Changing the Face of Advertising

When Tiffany R. Warren joined Girl Scouts as a 9-year-old girl in Roxbury, Massachusetts, she didn’t sign up for an ordinary troop. Yes, they participated in camping trips and cookie sales, but they also recited Martin Luther King Jr. speeches. Warren credits her time in the Girl Scouts — under the guidance of Ms. Emma — for teaching her about diversity issues and helping her develop leadership skills.
The Girl Scouts was only the beginning though. As senior vice president and chief diversity officer for Omnicon Group, Warren strives to promote the “new America,” as it’s known in the advertising industry — a world that is proud of every race, gender, orientation and background and displayed in her ad campaigns.
In 2005, Warren founded ADCOLOR, an annual conference that celebrates the achievements of diverse individuals in creative industries across the United States.
This year, 675 people attended, making it a sold-out affair.
On Oct. 28, she was honored as a 2015 Woman of Distinction by the Girl Scouts of Greater New York, bringing her back to her childhood days in Massachusetts. 
Below is an edited excerpt of Warren’s interview with Diversity Executive magazine.

What is the biggest diversity challenge facing the advertising industry?
One of the biggest problems is [a lack of] resource allocation, whether that be financial or people giving their time to focus on diversity. There’s not a lack of opportunity, but sometimes there’s a lack of awareness of the types of opportunities that exist within the advertising industry. We do a great job at marketing for our clients, but we don’t do a good job at marketing ourselves to potential talent. 

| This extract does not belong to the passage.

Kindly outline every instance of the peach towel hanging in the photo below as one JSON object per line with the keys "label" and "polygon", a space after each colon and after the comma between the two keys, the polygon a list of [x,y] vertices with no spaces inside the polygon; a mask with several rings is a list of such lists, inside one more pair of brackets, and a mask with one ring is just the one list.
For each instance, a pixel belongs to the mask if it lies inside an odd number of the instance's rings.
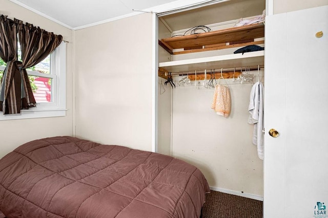
{"label": "peach towel hanging", "polygon": [[230,90],[228,87],[217,84],[215,86],[211,108],[216,114],[227,118],[231,111]]}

Building a community for a culture of people, we need to do that. One of the most important ways to establish communities internally is to participate and support communities externally. When I entered the business in 1997, I only knew of one community — the AAF Most Promising Multicultural Students Program, which I graduated from. That was a community I held on to for dear life because I was seeing other young people like me who wanted to be in this business, and it was so affirming. Reaching out beyond your agency doors gives employees an opportunity to create good will that ultimately finds a place within your agency community.
What I’ve discovered is creating a community [of diverse talent] has helped foster and deliver more diversity into many of the agencies.

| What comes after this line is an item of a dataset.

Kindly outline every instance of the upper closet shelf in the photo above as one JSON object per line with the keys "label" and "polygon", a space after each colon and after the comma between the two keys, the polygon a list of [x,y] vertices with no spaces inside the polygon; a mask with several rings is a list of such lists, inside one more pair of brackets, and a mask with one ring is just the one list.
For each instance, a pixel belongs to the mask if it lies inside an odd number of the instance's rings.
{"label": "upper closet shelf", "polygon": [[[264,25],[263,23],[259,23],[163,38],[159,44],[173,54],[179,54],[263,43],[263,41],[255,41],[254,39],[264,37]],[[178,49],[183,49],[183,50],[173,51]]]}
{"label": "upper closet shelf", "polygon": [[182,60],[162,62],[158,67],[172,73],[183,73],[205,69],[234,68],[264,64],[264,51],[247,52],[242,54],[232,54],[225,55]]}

What is the key to achieve sustainable diversity in the ad business?
I think where [Omnicom Group] has been successful is how we approach our corporate-social responsibility and partnering with organizations that have a direct impact on how we do business and help us with our talent pipeline. I can give an example of our partnership with GLAAD. They help us tremendously in terms of building LGBT awareness among our agency and network, but also sharing with us and helping us become more in tune with [LGBT issues]. I think it’s important to approach diversity not as trendy. Often when people say that, I look at them and say, ‘I don’t see my color as trendy.’ I have to live with it my whole life. [Minorities] don’t see [diversity] as trendy; they see it as affirming who they are.
What was it like to be honored as a Woman of Distinction by the Girl Scouts?

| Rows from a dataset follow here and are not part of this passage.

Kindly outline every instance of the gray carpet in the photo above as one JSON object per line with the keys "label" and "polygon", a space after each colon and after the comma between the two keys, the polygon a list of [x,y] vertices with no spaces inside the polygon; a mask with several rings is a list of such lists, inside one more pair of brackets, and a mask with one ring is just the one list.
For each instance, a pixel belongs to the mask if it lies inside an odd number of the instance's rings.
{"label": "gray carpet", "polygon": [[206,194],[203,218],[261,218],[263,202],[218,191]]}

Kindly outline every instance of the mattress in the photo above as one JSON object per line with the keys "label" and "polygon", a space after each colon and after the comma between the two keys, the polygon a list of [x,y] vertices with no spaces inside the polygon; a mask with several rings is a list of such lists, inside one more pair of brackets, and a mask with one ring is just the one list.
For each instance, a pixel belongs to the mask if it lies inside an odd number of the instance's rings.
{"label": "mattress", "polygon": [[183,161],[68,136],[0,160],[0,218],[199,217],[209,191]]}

I stood up on that stage; the Brownies were right next to me, and my mom was able to come from Charlotte, and 30 of my colleagues and mentees were there. It was a full-circle moment. My mom took a chance and put me in this program, and it was important for her to be there.
[ADCOLOR] is celebrating its 10th anniversary next year, and it went from being a Sunday night dinner to a conference, an award show and a program that touches 30 young professionals every year who are from the top 18 diversity programs within the advertising and marketing community. The next step for me beyond what I do within Omnicom is to create something that touches people’s hearts that creates opportunities to change within their companies vs. celebrating outside of it.